Read more about fintech app development cost and how our work on customer rewards programs is structured. If you're already running a loyalty program and want to extend it into financial services, AI agents for fintech covers the automation layer on top.

If you're scoping a credit rewards platform, book a 30-minute call with a founder. We'll tell you what the integrations actually take and give you a real number before any contract is signed.

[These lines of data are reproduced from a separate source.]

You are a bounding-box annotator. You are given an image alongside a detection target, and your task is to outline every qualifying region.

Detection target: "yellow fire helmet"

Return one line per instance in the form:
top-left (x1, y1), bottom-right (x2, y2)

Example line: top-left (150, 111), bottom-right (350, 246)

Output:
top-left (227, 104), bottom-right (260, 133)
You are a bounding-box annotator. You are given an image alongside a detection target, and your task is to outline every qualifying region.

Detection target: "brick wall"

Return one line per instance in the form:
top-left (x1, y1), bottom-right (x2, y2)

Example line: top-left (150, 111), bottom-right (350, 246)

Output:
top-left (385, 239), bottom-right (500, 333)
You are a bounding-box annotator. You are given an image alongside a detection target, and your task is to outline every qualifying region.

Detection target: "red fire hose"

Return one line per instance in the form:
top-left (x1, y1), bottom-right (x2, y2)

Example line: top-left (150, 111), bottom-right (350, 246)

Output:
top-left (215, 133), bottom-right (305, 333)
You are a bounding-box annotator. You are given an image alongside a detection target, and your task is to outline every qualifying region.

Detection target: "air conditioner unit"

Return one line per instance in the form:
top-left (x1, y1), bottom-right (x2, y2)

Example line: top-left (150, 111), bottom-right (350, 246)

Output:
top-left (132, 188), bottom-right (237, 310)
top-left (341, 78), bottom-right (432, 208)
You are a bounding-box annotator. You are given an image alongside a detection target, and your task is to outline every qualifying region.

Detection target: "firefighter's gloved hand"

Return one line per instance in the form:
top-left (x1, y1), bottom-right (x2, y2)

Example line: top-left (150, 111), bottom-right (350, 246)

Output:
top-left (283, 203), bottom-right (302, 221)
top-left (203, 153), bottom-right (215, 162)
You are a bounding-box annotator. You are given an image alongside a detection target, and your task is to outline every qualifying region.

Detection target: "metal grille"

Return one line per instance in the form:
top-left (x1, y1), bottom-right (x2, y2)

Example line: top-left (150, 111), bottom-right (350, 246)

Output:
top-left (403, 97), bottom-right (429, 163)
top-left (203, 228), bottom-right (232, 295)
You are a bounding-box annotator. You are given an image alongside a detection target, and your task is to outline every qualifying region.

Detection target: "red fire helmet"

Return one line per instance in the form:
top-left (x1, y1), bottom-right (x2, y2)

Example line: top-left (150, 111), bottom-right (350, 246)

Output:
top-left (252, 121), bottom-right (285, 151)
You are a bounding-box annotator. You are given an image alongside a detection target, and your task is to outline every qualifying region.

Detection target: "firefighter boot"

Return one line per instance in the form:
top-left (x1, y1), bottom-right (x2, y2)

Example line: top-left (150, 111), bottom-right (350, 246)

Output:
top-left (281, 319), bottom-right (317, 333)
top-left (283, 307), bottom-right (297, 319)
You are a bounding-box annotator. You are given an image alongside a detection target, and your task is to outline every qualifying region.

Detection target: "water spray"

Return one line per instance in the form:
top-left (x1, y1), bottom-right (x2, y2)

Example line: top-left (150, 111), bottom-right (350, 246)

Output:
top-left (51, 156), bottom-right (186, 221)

Frequently asked questions

A CRED-like MVP with BBPS bill payment, a coin rewards engine, and a basic rewards catalog costs $60,000-$80,000 and takes 10-12 weeks. A full CRED equivalent with credit score tracking, expanded rewards, financial product offers, and rent pay costs $100,000-$160,000 over 16-20 weeks. These estimates assume a React Native mobile app, Node.js backend, and standard third-party integrations.
BBPS (Bharat Bill Payment System) is RBI's regulated interoperable bill payment network. It lets users fetch and pay bills from all major credit card issuers (HDFC, SBI, ICICI, Axis, Amex) through a single API. A CRED-like app needs BBPS to collect credit card bill payments across issuers. You integrate through a certified BBPS Operating Unit aggregator like Razorpay BBPS or BillDesk. There is no direct BBPS API for merchants.
CRED integrates with credit bureaus: CIBIL (TransUnion), Experian India, Equifax India, or CRIF. At signup, users provide their PAN card number, date of birth, and consent. The bureau API returns a credit score and report summary. CRED gates membership at 750+ CIBIL score and re-checks quarterly. If a score drops below threshold, access is restricted but existing coins are preserved.
Banks and NBFCs wanting to increase credit card bill payment volume through their own branded app. Fintech startups building premium engagement and rewards on top of UPI or credit. Loyalty platforms expanding into financial services. Super-app builders in Southeast Asia or MENA targeting affluent user segments.
Coin ledger atomicity. When a user pays a bill and earns coins, both the payment confirmation and the coin balance update must succeed or fail together. If payment succeeds but coin credit fails, users lose value and trust. Use PostgreSQL transactions with row-level locking on the user's coin balance. Reward redemption is even trickier: check balance, deduct coins, deliver reward, then commit. If reward delivery fails, roll back the deduction.